A federal court in New Jersey has cleared the way for a class action lawsuit against the nation’s third-largest poultry producer, Perdue Farms, Inc., over the company’s alleged false advertising of factory farmed chicken products as “humane.” The suit—filed by two members of The Humane Society of the United States on behalf of consumers duped by Perdue—alleges that Perdue is illegally marketing chicken products as “Humanely Raised” in violation of the New Jersey Consumer Fraud Act. The complaint seeks a jury trial and damages for the class members, as well as injunctive relief. In a decision issued on Easter Sunday, the court denied every one of Perdue’s arguments for dismissal, clearing the way for the case to proceed to discovery and eventually trial.
“Companies such as Perdue are exploiting the dramatic growth of consumer demand for products that meet higher animal welfare standards,” said Jonathan Lovvorn, senior vice president and chief counsel for Animal Protection Litigation at The HSUS. “Slapping ‘humanely raised’ stickers on the same old factory farmed products is not going to cut it with either consumers or the courts.”
The lawsuit alleges that the standards upon which Perdue bases its “Humanely Raised” claim are not meaningfully different from the so-called “Animal Welfare Guidelines” of the National Chicken Council—a poultry industry trade group. The suit alleges that Perdue’s standards allow for treatment that no reasonable consumer would consider “humane,” including painful handling and shackling of live birds; housing in conditions that prevent normal resting behavior and cause painful health problems; the transport of birds on cramped trucks for long periods of time in extreme temperatures with no food or water; and inhumane slaughter of birds.
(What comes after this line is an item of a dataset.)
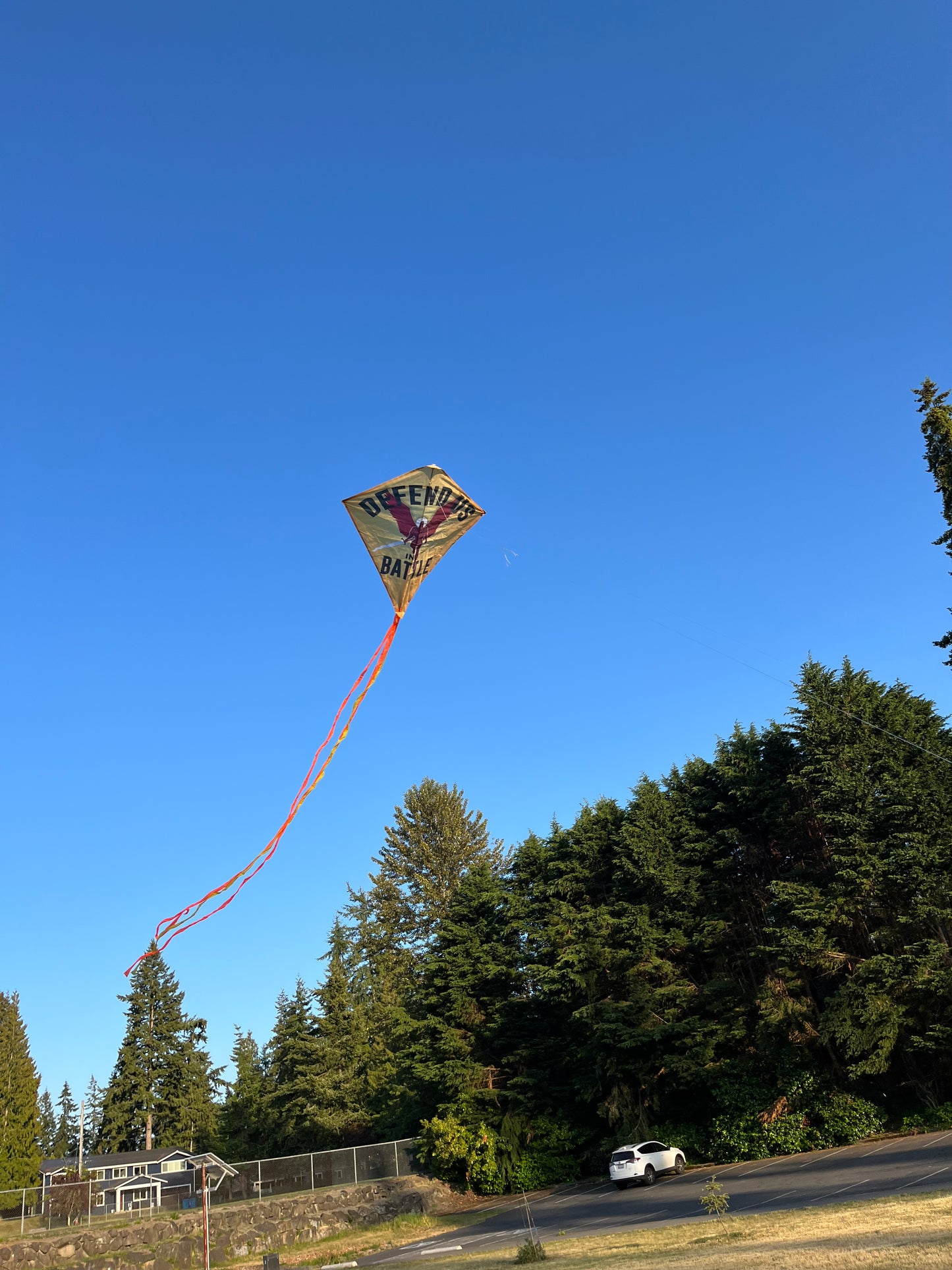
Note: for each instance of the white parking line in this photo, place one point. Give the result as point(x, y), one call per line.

A key element of Perdue’s defense is the claim that consumers do not expect a “Humanely Raised” label to be an assurance that birds are humanely slaughtered. The Court disagreed and explained that it is entirely “plausible for the reasonable consumer to construe the Humanely Raised label as speaking to Perdue’s processes up until the time of death, including slaughter.” It is undisputed that Perdue’s chickens, like virtually all commercial poultry products, are slaughtered in facilities that according to USDA fall outside the protections of the federal Humane Methods of Slaughter Act, and are thus afforded no federal humane regulation or oversight at all.
The plaintiffs are represented in the case by Tycko & Zavareei LLP; David M. Wacksman, Esq.; and attorneys with The HSUS’ Animal Protection Litigation Section.